Un film c’est avant tout des comédiens. Nicloux le sait et, comme a chaque fois, les acteurs sont une pièce importante de l’oeuvre. Marque de fabrique du cinéaste, on retrouve des acteurs à contre-emploi. Des gueules connues dans l’univers de Nicloux : Josiane Balasko et un Thierry Lhermitte effrayant ( Jamais été aussi bon que filmé par Nicloux )
Guillaume Canet parfait et remarque dans ce rôle de type lambda dépassé par les événements.
Marie Gillain est sublime, à fleur de peau. Abîmé et débordante d’une mélancolie très touchante.
Ses scènes de confrontations avec Canet sont des petits bijoux d’émotion. Sans lyrisme et sans fioritures.
Je ne connaissais pas Marie Gillain avant ce film : Une revelation pour moi.
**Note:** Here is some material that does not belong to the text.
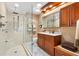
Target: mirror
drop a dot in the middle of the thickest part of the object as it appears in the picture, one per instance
(50, 21)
Le filmage est aussi à applaudir. La mise en scène occupe aussi l’un des rôles principaux.
Contrairement à "Cette femme-là", Nicloux a choisit de tourner caméra à l’épaule, avec un objectif unique. Une façon de se concentrer exclusivement sur le jeu des acteurs. Encore et toujours les acteurs ! La caméra à l’épaule apporte une réelle liberté de mouvement qui se ressent a l’image et qui s’adapte au jeu de comédien pour coller à ce qui est en train de se passer.
Ce dernier épisode de sa trilogie enfonce le clou.
Avec ce film, Nicloux s’affirme comme un David Lynch à la française et n’a rien à envier aux grands réalisateurs de thrillers américains
Un polar déroutant qui ravira les aficionados.